Example of nested closed balls with empty intersection?
Can anybody give an example of a complete metric space and a sequence of nested closed balls, which has empty intersection. (Exercise from Kolmogorov, Fomin: Elements of the Theory of Functions and Functional Analysis)
What is the answer to a similar question, where just the complete metric space is changed by the complete normed space?
Solution 1:
Let's ignore the ball condition at first, and just look for a complete metric space and a nested sequence of nonempty closed sets with empty intersection. This is clearly impossible for a finite metric space, so let's try the simplest possible infinite metric space: a countable set, which might as well be $\mathbb{N}$, with the discrete metric $d(m,n)=1 \Leftrightarrow m \neq n$. Every set in this space is closed, so it's easy to find the sequence we want: for example, we can take $A_n$ to be $\{ n, n+1, n+2, \ldots\}$.
This is all very well, but of course these sets aren't actually closed balls yet. This doesn't mean we should give up on our example, though. Rather, we try to tweak the metric to make each $A_n$ into a closed ball. We also need our metric to stay complete, and the simplest way to ensure this is to keep the condition that all nonzero distances are $\ge 1$.
A ball is defined by two things: a centre and a radius. The simplest choice for centre is to have $A_n$ centred at $n$. The radii will have to be decreasing (since we want $n+1 \in A_n$ but not $n \in A_{n+1}$) as well as being at least $1$, so let's try to make the radius of $A_n$ be $1+\frac1n$.

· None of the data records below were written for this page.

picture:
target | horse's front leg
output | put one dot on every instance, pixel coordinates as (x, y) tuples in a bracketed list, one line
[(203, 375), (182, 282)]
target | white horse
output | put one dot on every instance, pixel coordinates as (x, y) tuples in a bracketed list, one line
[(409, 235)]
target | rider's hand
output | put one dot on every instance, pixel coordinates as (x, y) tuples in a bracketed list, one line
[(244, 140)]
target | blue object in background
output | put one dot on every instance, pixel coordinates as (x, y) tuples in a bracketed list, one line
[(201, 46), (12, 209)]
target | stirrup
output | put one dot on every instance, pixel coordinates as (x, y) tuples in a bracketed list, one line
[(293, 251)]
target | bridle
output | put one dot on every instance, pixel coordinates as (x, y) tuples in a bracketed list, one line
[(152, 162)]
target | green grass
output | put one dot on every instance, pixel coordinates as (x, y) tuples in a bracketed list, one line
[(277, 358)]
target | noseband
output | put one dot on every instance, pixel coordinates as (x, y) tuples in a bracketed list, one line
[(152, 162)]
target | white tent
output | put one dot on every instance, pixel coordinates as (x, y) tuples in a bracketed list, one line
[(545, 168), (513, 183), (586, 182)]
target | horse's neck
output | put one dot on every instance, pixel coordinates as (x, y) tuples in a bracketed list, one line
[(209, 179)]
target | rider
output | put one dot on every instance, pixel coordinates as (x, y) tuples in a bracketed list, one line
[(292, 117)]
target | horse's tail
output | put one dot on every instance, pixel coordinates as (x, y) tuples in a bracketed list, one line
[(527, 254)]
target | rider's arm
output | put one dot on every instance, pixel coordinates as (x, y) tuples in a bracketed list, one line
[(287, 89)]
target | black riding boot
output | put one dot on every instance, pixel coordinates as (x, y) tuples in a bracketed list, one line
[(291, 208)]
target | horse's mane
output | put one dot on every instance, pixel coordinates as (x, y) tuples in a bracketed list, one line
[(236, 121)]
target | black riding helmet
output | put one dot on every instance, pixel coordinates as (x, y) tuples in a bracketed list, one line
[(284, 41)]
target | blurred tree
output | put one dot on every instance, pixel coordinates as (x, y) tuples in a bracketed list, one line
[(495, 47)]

So for $m<n$, we want $d(m,n)\le 1+\frac1m$ (so that $n$ is in $A_m$) but $d(m,n)>1+\frac1n$ (so that $m$ is not in $A_n$). The simplest way to do this is to just let $d(m,n)=1+\frac1m$.
All the above is just a way of motivating the following example: let $X$ be the space $\mathbb N$ with metric $d(m,n)=1+\frac{1}{\min (m,n)}$ for $m \neq n$. It's not hard to check that this is indeed a complete metric space, and the closed ball with centre $n$ and radius $1+\frac1n$ is $\{n, n+1, n+2, \ldots\}$.